I love to watch European films. European directors do not shy away from the tragic ending, if it is the appropriate one. You can feel complete despair at the end of some of these films but inwardly, you know that it is utterly appropriate. The Americans have great difficulty with this and have to 'sugar the pill'. This explains why so many Hollywood films descend into schmaltz. I recently saw an interview with the people who made the Walkers crisps ads featuring Gary Linekar. Walkers is owned by American company Pepsico. The British marketing company were explaining to the American executives the ad's concept of Gary, local boy made good, coming back to his home town of Leicester to much adulation. The Americans liked it but for one point - the ending was deemed unacceptably cruel when Linekar steals a child's bag of crisps. Could he not give the crisps back to the child at the last minute? It took some persuasion to convince them that the British audience would get the humour and that this was the appropriate ending.
Last Saturday I watched a Spanish film called Mar Adentro (The Sea Inside) by director Alejandro Amenabar who has since achieved note in Hollywood with his film The Others. Mar Adentro was based on true events and tells the story of a man, Ramón Sampedro, who had an accident when diving into the sea which left him quadraplegic. We join the story after Ramón has endured twenty eight years of disability, paralysed from the neck downwards. It follows his fight to end his own life but it is not a courtroom drama, rather a close study of human relationships and how we deal with serious illness and disappointments. I didn't feel that the film made any judgements on the ethical debate of assisted suicides but was a very human story. Nor was it a maudlin tale; indeed Ramón was a surprisingly humorous and upbeat character given the serious subject matter of the film. In one scene, Ramón steps out of his bed and walks to his bedroom window. At that point my other half paused the DVD and said to me "Shall we switch it off now and go to bed? It will be a happy ending then." I suspect we have watched too many Hollywood films. Obviously this would be a wholly inappropriate and dissatisfying end. We continued to watch the film and, as expected, it was just a dream scene.
On Sunday morning, much of this was echoed in my mind as the Passion was played out in the Mass and discussed in Fr Simon's homily.
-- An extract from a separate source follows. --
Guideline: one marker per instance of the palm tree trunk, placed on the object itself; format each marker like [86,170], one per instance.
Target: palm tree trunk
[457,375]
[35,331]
Again it resonated in the content of the joint service at 5 o'clock. Imagine if we could freeze-frame history at the point of Jesus' triumphal entry into Jerusalem. Initially it doesn't seem such a bad idea. After all, it was a high point and we all like nothing better than the feel good factor. But you can't live your life, floating six inches above the ground. Nothing was achieved without going through Good Friday, the ultimate low point later in the week. In the twists and turns of the Jesus narrative, it is the appropriate turn of events, unpleasant though it is to us.
May you find the strength this week to live Holy Week to the full, to embrace your brokenness in the cross and emerge fully revived in the Easter experience.